Transporter oligomerization: form and function

Abstract

Transporters are integral membrane proteins with central roles in the efficient movement of molecules across biological membranes. Many transporters exist as oligomers in the membrane. Depending on the individual transport protein, oligomerization can have roles in membrane trafficking, function, regulation and turnover. For example, our recent studies on UapA, a nucleobase ascorbate transporter, from Aspergillus nidulans, have revealed both that dimerization of this protein is essential for correct trafficking to the membrane and the structural basis of how one UapA protomer can affect the function of the closely associated adjacent protomer. Here, we review the roles of oligomerization in many particularly well-studied transporters and transporter families.

Keywords: integral membrane transporter; oligomerization; regulation of transporter function; trafficking; transporter function.

Figure 1.. Role of oligomerization of UapA.

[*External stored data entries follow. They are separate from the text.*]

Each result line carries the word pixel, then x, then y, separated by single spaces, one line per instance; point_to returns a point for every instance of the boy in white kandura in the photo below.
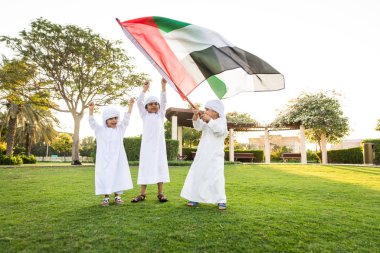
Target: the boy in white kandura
pixel 153 165
pixel 205 181
pixel 112 174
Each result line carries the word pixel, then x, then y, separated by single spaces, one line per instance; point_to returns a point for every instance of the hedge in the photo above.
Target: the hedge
pixel 377 148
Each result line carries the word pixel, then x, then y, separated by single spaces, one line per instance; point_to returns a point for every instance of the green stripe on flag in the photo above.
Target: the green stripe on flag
pixel 218 86
pixel 168 25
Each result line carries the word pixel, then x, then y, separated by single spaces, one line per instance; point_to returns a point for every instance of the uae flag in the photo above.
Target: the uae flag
pixel 187 55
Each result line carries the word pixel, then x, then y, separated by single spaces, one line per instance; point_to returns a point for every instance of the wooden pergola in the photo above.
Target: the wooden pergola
pixel 183 118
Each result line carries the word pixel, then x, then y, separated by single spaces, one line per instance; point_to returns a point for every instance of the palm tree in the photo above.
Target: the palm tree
pixel 36 124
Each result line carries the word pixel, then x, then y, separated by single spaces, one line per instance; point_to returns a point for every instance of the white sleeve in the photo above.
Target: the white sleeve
pixel 140 105
pixel 218 126
pixel 93 124
pixel 163 101
pixel 199 124
pixel 125 122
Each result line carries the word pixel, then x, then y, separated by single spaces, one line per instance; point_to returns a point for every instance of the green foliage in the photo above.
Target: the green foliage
pixel 270 208
pixel 377 148
pixel 78 66
pixel 10 160
pixel 277 151
pixel 87 146
pixel 63 144
pixel 319 113
pixel 28 159
pixel 240 118
pixel 344 156
pixel 132 147
pixel 172 149
pixel 312 157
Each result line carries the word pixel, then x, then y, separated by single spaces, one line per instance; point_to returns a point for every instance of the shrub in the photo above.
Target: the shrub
pixel 28 159
pixel 13 160
pixel 377 148
pixel 132 148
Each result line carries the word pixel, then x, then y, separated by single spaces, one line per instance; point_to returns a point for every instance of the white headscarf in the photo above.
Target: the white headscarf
pixel 110 112
pixel 217 106
pixel 151 99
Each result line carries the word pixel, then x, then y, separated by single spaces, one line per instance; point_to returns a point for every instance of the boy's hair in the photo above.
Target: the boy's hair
pixel 149 100
pixel 109 112
pixel 217 106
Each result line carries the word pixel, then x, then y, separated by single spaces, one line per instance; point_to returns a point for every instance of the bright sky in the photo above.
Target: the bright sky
pixel 318 45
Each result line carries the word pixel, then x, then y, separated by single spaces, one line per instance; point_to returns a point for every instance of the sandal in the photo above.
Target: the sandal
pixel 161 197
pixel 139 198
pixel 222 206
pixel 105 202
pixel 192 203
pixel 118 200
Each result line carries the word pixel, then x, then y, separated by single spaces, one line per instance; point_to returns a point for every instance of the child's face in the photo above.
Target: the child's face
pixel 153 107
pixel 112 122
pixel 213 114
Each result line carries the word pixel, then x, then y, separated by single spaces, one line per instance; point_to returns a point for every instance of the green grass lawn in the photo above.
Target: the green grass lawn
pixel 271 208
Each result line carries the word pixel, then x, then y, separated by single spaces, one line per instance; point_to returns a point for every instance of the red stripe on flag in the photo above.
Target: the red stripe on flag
pixel 147 34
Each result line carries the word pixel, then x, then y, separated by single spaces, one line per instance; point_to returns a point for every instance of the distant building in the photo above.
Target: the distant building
pixel 291 142
pixel 345 144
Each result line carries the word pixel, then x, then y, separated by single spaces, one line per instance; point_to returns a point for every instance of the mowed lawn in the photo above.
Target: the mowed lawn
pixel 271 208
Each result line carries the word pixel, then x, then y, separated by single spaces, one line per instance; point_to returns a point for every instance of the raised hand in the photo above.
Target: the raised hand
pixel 146 86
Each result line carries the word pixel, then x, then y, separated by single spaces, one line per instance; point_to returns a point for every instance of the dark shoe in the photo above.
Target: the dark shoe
pixel 139 198
pixel 192 203
pixel 161 197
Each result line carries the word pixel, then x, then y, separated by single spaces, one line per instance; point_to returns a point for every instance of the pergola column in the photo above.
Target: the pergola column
pixel 180 140
pixel 174 128
pixel 232 158
pixel 303 145
pixel 266 146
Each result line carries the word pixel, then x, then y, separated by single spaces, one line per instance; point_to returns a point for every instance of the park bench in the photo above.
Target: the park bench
pixel 290 156
pixel 238 156
pixel 244 157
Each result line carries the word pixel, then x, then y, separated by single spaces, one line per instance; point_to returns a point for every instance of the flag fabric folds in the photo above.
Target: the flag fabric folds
pixel 188 55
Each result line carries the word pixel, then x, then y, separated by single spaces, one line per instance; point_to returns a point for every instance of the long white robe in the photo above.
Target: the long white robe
pixel 153 165
pixel 205 181
pixel 112 172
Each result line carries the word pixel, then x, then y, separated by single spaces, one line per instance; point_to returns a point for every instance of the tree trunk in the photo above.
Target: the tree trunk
pixel 10 136
pixel 324 149
pixel 28 140
pixel 75 149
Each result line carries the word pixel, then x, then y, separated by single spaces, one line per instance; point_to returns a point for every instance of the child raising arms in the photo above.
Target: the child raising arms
pixel 112 174
pixel 153 165
pixel 205 181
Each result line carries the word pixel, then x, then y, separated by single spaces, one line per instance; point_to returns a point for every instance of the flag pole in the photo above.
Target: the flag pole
pixel 152 61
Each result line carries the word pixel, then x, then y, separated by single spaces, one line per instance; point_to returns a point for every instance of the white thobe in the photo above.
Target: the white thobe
pixel 205 181
pixel 112 172
pixel 153 165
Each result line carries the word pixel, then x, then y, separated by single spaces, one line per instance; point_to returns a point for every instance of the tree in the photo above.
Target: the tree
pixel 244 121
pixel 78 66
pixel 20 93
pixel 87 146
pixel 37 125
pixel 62 144
pixel 319 113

(A) Co-expression of WT UapA and a non-functional mutant Q408E in a UapA knockout strain of A. nidulans. Both forms traffic effectively to the membrane as indicated by GFP fluorescence, but the fungi only grow effectively in the presence of xanthine when expressing from one or two copies of the WT uapa gene. (B) Comparison of xanthine uptake in A. nidulans cells expressing the WT and mutant forms of UapA. UapA⁻ indicates the UapA knockout strain. (C) Structure of the dimer of UapA from A. nidulans (PDB: 5I6C) shown looking through the membrane and (D) from the intracellular side of the protein. In each case, one protomer is shown in light green and one in light pink with TM13 shown in bright green and magenta, respectively. Xanthine is shown in cyan space-filling model, and R481 is shown in bright green and magenta space-filling model. For clarity, TMs 6 and 7 have been removed. (E) Growth of the UapA⁻ strain expressing WT or substrate selectivity mutant UapA on a range of native (uric acid or xanthine) or non-native (hypoxanthine or adenine) substrates. (F) Transport characteristics of these mutant proteins. Note that the R481G mutant allows transport of non-native substrates.

Figure 2.. Monomer versus oligomer transporter structures.

(A) Structure of the dopamine transporter from Drosophila melanogaster (PDB: 4M48). For clarity, only the transmembrane regions are shown. Each transmembrane region is individually coloured and labelled. The residues of the predicted leucine zipper motif and the GXXXG motif are shown in white and wheat coloured space-filling model, respectively. (B) Key ionic interactions between protomers of the BetP trimer from Corynebacterium glutamicum (PDB: 3P03). Only two of the protomers are shown for clarity, one in light green and one in light pink. The residues involved are coloured according to the protomer, and are shown in space-filling representation.

Figure 3.. Phosphorylation-dependent regulation of NRT1.1 from Arabidopsis thaliana (PDB: 4OH3).

In the dimer form, T101, shown in space-filling representation, is unphosphorylated, and the protein functions as a low-affinity transporter. Upon phosphorylation, the dimer dissociates and the individual protomers function independently as high-affinity transporters.